オールスターキャストが豪華列車に連なってて、隅々までものすごいお金かけてて、こういうの失敗しがちよね、と思ったのだが、なんか悪くなかった。
冒頭のイスタンブールでのエピソードから、銭湯みたいにスケールでっかい画面どーん、とごちゃごちゃした密室との対比とか切り替わりとか列車内の人物の移動や動きがところどころ面白くて(大半はCGなんだろうけど)、大画面の映画を見ているかんじがとってもした。
Wes Andersonの列車もの - "The Darjeeling Limited" (2007)とか"The Grand Budapest Hotel" (2014)とか - にあった走り続ける列車の細長い管のなかではどんなことだって起こりうる、ていうあのノンストップでがたがた動いていく感覚 - 自分も列車に乗っているかのような - がやってくる。 列車を撮ると割とそうなっちゃうのかもしれないけど。
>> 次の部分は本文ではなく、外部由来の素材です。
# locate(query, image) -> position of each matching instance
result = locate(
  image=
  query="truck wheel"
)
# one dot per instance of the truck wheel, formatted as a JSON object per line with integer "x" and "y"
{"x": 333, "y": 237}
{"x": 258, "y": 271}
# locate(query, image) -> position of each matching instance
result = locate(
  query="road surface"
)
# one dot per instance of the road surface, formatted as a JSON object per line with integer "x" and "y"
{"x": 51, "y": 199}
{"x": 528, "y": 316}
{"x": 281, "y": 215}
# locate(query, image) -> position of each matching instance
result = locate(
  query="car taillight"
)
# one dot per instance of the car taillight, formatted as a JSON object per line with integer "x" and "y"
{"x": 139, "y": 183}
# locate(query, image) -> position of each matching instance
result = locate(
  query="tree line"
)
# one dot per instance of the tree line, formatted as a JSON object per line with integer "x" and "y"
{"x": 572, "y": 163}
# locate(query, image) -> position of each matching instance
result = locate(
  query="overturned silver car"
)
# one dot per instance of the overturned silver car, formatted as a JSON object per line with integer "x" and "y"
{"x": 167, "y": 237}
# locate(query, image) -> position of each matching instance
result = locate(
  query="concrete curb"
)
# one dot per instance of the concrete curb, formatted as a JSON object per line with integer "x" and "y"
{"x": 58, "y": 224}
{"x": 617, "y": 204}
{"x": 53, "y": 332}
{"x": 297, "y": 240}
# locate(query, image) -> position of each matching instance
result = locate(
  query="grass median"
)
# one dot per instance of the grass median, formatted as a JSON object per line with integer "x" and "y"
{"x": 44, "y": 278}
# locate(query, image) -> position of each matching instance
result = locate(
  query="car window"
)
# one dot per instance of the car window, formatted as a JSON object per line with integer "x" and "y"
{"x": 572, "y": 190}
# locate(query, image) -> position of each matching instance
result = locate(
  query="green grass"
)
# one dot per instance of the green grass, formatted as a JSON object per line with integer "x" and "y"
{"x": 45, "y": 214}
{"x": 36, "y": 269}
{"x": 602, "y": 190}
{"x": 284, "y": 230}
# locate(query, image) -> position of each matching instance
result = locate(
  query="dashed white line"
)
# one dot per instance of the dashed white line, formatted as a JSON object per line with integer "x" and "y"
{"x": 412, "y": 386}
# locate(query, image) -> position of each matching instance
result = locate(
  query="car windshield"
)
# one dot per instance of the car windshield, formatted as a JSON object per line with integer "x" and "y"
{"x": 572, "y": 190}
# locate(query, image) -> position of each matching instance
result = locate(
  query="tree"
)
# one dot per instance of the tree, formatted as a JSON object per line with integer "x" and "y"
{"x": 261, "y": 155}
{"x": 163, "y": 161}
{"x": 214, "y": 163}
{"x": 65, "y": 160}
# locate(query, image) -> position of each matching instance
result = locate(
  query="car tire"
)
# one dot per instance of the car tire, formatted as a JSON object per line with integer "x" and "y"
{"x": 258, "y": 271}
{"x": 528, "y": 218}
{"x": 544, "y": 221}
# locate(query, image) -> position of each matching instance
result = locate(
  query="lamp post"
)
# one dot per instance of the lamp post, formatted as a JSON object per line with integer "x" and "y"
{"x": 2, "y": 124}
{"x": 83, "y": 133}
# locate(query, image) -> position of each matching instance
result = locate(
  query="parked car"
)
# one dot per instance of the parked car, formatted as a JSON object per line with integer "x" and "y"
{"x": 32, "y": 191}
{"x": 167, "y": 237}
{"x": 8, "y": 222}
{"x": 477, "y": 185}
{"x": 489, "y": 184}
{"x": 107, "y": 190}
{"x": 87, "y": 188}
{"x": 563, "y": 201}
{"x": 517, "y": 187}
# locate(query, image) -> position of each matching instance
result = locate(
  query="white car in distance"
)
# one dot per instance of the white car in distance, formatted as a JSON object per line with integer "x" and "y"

ストーリーはいいよね。 いろんな乗客 - Judi DenchとかMichelle PfeifferとかDaisy Ridley とかPenélope CruzとかWillem Dafoeとか、みんなお金はありそうだけど癖も事情もありそうでなんかやっていたり知っていたりしそう - が乗り合わせた豪華列車内で、いちばんやくざで自分でも狙われているって言っていた男(Johnny Depp)が個室の寝台でわかりやすくめった刺しにされて殺されていた。列車は雪山で雪崩にあって立ち往生していて誰も逃げることはできないし、誰ひとり逃げる気配は見せない。 犯人はだあれ?
で、名探偵ポアロはひとりひとりに聞き取りをしていって、その過程でいろいろ明らかになったりきな臭くなっていくところはあるものの、でも最後にじゃじゃーん、と驚きの、驚異のどんでんとか慟哭の修羅場とか、そういうのが現れるわけではないので、そこはそういうドラマ、として見たほうがよくて、でもだからといってつまんないかというと、まったくそういうところはない。 最後に乗客全員を最後の晩餐のように横にずらーっと並べて(列車の縦一本の流れが横並びに転換・展開されるおもしろさ)推理を述べるところはわかっていてもぞくぞくくるし。
あと、とにかく俳優さんたちが全員じゅうぶん巧すぎるくらい巧くて隙も破綻もなくて、それが故に、というのもあるかも。 このストーリーの場合は特に。
とにかくでっかい画面ででっかい音で見るのがおすすめよ。
ちょっとだけ観光した気分にもなれる。 たぶん。